Evitando di metterli nelle mani di ignoranti ed improvvisati.
Gli alberi vanno affidati a personale qualificato e competente, con lunga esperienza e studi specifici pregressi.
Un intervento sbagliato su un albero produce effetti negativi a distanza di anni.
E’ facile poi dare le colpe all’ albero, in caso di cedimenti.
Dopo un evento nefasto causato da un albero, si scatena di solito una sorta di isterica caccia alle streghe che vede coinvolti anche altri soggetti arborei posti nelle vicinanze di quello che ha causato il danno.
Abbattimenti ingiustificati o drastiche capitozzature sono il triste ed inutile spettacolo a cui tocca assistere.
La paura si sa, è figlia dell’ignoranza.
Che sul tema degli alberi dilaga diffusa.
E’ disponibile un’ampia letteratura per gli appassionati dell’orto, del giardino fiorito, di quello pensile, del terrazzo aromatico, dell’aiuola fitoterapica e
di tutto quello che ci si è inventati per ornare e migliorare gli spazi urbani.
Ma per quanto riguarda gli alberi c’è il vuoto.
In pochi sanno che qualunque lesione, anche la più piccola ed insignificante, a danno del fusto o delle strutture radicali affioranti, apre le porte all’aggressione dei funghi.
I funghi sono dei soggetti strani.
Hanno un sacco di tempo a disposizione e sono ghiotti di legno.
Piano, piano, si mangiano l’albero da dentro.
E l’albero può anche non dare segni della sua sofferenza.
Se una piccola sbucciatura del fusto può avere conseguenze spiacevoli, figuriamoci decine di tagli indiscriminati di rami e branche.
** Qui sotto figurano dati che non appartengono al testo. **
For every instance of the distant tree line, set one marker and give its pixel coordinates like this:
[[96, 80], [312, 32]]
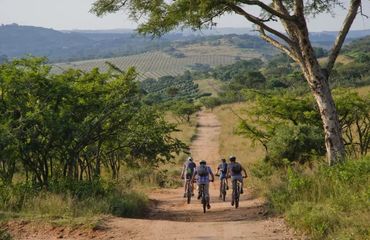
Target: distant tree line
[[76, 125]]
La potatura, nella maggior parte dei casi, oltre ad essere inutile potrebbe diventare pure deleteria.
Hai ancora voglia di potare i tuoi alberi?
Inoltre ogni volta che intervieni su albero ti rendi responsabile.
Forse è meglio affidarsi a chi ha le competenze, che dici?
Solo un arboricoltore esperto è in grado di mantenere un albero, in contesto urbano o antropizzato, sicuro, sano, bello, il più a lungo possibile e di prevenirne l’inevitabile collasso finale.
Gli alberi sono il migliore investimento a lungo termine tu possa fare e ti permettono di lasciare, quando verrà il momento, un’ eredità che testimoni un atteggiamento responsabile e civile.